The Global CONFIG tab is used to configure and view the settings of neural network training.
Enter any comment you like using text in Project Description.
Enter the number of epochs in Max Epoch.
In order to simply output an untrained designed network with the parameter properties (e.g., Weight, Bias) specified in all layers that contain some parameters, set Max Epoch to 0.
In order to save the neural network of the last epoch, clear the Save Best check box. To save the neural network of the Epoch with the smallest error in the validation dataset, check the Save Best check box.
Enter the number of data samples to use for each parameter update in Batch Size.
The batch size value must be set to a value less than the number of data samples contained in each dataset used for training.
Click the Enable check box under Structure Search to activate or deactivate the automatic optimization of the network structure.
When training is executed with Structure Search set to Enable, an optimization process is performed, in which the network structure is automatically varied so as to find network structures with a higher accuracy and less amount of needed computations.

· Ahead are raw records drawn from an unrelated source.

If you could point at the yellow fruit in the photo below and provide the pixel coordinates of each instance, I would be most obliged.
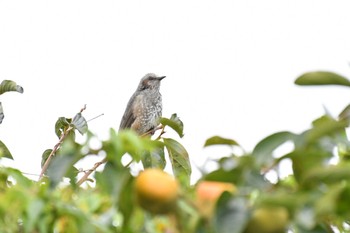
(268, 220)
(207, 194)
(156, 191)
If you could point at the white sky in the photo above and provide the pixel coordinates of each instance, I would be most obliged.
(230, 66)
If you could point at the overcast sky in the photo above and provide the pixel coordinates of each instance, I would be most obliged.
(230, 66)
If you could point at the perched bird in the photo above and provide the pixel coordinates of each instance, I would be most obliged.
(144, 107)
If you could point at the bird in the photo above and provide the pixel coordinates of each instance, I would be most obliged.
(144, 108)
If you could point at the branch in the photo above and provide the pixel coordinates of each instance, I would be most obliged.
(88, 172)
(53, 152)
(56, 147)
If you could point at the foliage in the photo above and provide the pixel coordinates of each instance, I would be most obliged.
(314, 198)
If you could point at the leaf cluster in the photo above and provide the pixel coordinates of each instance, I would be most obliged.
(101, 198)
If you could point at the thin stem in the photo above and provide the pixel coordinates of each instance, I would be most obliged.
(53, 152)
(88, 172)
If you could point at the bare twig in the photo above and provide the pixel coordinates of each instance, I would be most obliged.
(88, 172)
(95, 117)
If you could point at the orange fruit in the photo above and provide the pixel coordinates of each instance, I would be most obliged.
(156, 191)
(207, 194)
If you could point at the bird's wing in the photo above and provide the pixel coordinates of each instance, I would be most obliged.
(130, 114)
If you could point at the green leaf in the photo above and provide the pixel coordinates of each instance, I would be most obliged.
(8, 85)
(62, 125)
(331, 174)
(231, 214)
(175, 123)
(112, 180)
(4, 151)
(62, 163)
(322, 78)
(154, 158)
(34, 210)
(179, 160)
(217, 140)
(45, 156)
(345, 114)
(324, 126)
(80, 123)
(1, 113)
(263, 151)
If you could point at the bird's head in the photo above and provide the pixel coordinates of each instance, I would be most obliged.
(150, 81)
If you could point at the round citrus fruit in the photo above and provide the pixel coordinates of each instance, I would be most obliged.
(156, 190)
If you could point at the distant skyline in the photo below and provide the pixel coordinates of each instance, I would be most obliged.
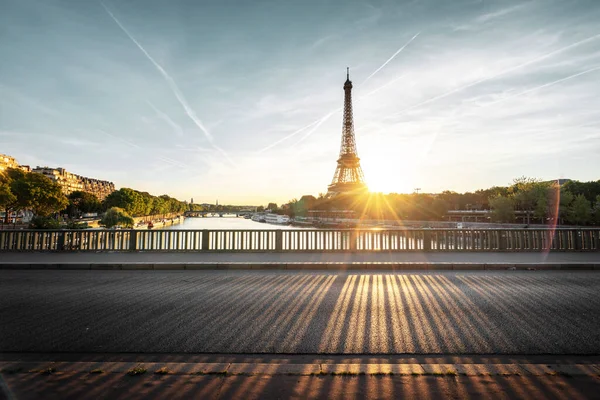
(241, 101)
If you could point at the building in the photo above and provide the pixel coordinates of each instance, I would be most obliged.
(98, 188)
(10, 162)
(72, 183)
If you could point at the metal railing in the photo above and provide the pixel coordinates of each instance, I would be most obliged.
(396, 240)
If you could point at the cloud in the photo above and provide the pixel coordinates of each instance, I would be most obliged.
(391, 58)
(495, 75)
(167, 119)
(172, 85)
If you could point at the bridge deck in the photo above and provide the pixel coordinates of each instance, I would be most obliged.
(434, 260)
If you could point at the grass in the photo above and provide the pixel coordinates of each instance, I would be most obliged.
(137, 370)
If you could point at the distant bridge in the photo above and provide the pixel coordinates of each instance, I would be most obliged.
(479, 215)
(217, 214)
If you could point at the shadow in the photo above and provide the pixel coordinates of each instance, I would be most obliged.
(152, 386)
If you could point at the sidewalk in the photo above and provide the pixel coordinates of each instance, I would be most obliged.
(328, 381)
(299, 260)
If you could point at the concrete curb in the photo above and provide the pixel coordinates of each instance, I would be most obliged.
(328, 266)
(133, 368)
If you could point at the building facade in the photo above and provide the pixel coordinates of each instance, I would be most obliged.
(10, 162)
(72, 182)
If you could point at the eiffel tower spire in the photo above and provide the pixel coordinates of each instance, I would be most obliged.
(348, 177)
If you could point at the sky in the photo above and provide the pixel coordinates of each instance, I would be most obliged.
(241, 101)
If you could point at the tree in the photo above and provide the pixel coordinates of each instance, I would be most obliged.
(13, 192)
(580, 211)
(7, 197)
(127, 199)
(527, 193)
(596, 211)
(439, 209)
(502, 209)
(116, 216)
(83, 202)
(43, 195)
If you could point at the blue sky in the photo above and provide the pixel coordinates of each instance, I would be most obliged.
(241, 100)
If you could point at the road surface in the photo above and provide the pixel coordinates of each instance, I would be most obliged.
(450, 312)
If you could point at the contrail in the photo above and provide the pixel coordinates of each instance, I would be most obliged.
(167, 119)
(382, 87)
(392, 57)
(541, 87)
(321, 120)
(506, 71)
(283, 139)
(162, 158)
(171, 82)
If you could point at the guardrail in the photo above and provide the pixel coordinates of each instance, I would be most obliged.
(396, 240)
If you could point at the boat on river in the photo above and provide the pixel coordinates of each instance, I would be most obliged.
(277, 219)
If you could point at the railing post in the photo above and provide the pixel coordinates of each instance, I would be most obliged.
(577, 239)
(353, 239)
(132, 240)
(60, 242)
(502, 239)
(278, 240)
(205, 241)
(426, 240)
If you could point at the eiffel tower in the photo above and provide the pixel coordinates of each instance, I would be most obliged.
(348, 177)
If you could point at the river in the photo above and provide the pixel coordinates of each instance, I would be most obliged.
(229, 223)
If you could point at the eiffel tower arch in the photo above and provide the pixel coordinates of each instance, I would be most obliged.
(348, 177)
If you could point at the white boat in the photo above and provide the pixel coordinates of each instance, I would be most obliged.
(277, 219)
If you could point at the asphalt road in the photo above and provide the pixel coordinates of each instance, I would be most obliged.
(508, 312)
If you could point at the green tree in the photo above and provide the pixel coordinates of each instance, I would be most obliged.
(14, 194)
(527, 193)
(43, 223)
(127, 199)
(439, 209)
(7, 198)
(502, 209)
(43, 195)
(596, 211)
(83, 202)
(116, 216)
(580, 210)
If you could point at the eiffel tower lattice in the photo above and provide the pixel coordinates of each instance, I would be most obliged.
(348, 177)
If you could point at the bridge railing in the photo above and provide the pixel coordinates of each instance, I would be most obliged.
(360, 240)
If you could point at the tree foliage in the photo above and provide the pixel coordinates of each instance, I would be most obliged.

When training is executed with Structure Search set to Enable, training continues indefinitely unless the user explicitly stops it (for example by pressing the Stop Training button)
Set “Method” under Structure Search to one of the following two options:
|Random||Automatic network structure search using evolutionary computation. Since several network structures are tried, optimization takes longer time.|
|Network Feature + Gaussian Process||Automatic network structure search using network features and Bayesian optimization based on Gaussian processes. This allows better networks to be found more quickly.|
Set “Optimize for” under Structure Search to one of the following two options.
|Error||Minimize the error rate when searching for the optimum network. Specify this when you would like to search for the network with the highest accuracy, regardless of the amount of computations.|
|Error and Calculation||A network with low error and low amount of computations is searched for.|
If “Optimize for” is set to Error, we recommend that you limit the search range of the number of multiplications and additions using the method explained below. If you do not specify a limit, the result might become a network with extremely large amount of computations, and optimization may take a long time.
8 Limiting the search range based on the accuracy or the number of multiplications and additions of the validation dataset during automatic network structure optimization
Under Search Range, set the Min (minimum) and Max (maximum) values for Validation (validation dataset error) and Multiply Add (the number of multiplications and additions). If you would like not to specify the minimum and maximum limit values, delete these values so that the boxes are empty.
For example, if you set Validation Max to 0.05 and Multiply Add Max to 2,000,000, the automatic structure search is performed in a range in which the validation dataset error does not exceed 0.05 and the Multiply Add range does not exceed 2,000,000. (The error on the validation dataset may exceed the range in the final result, but training results that exceed the range are discarded).
9 Stopping searches for which performance improvement cannot be expected during automatic network structure optimization
Select the “Early Stopping” check box. Then, set “Time Limit” to the maximum amount of time that will be spent in a single network evaluation in the days:hours:minutes:seconds format (2-digit numbers each). If you do not want to specify the time limit, delete the Time Limit values so that the boxes are empty.
If the Early Stopping check box is selected, the learning curve is compared to the result of past training networks with a structure containing fewer multiplications and additions than the network structure currently being trained. If the number of errors is twice as large or greater in the same epoch, the training is stopped at that point, and the evaluation of the next network structure begins.
If a time limit is specified, when the time in evaluating a single network exceeds the specified time, the training is stopped at that point, and the evaluation of the next network structure begins.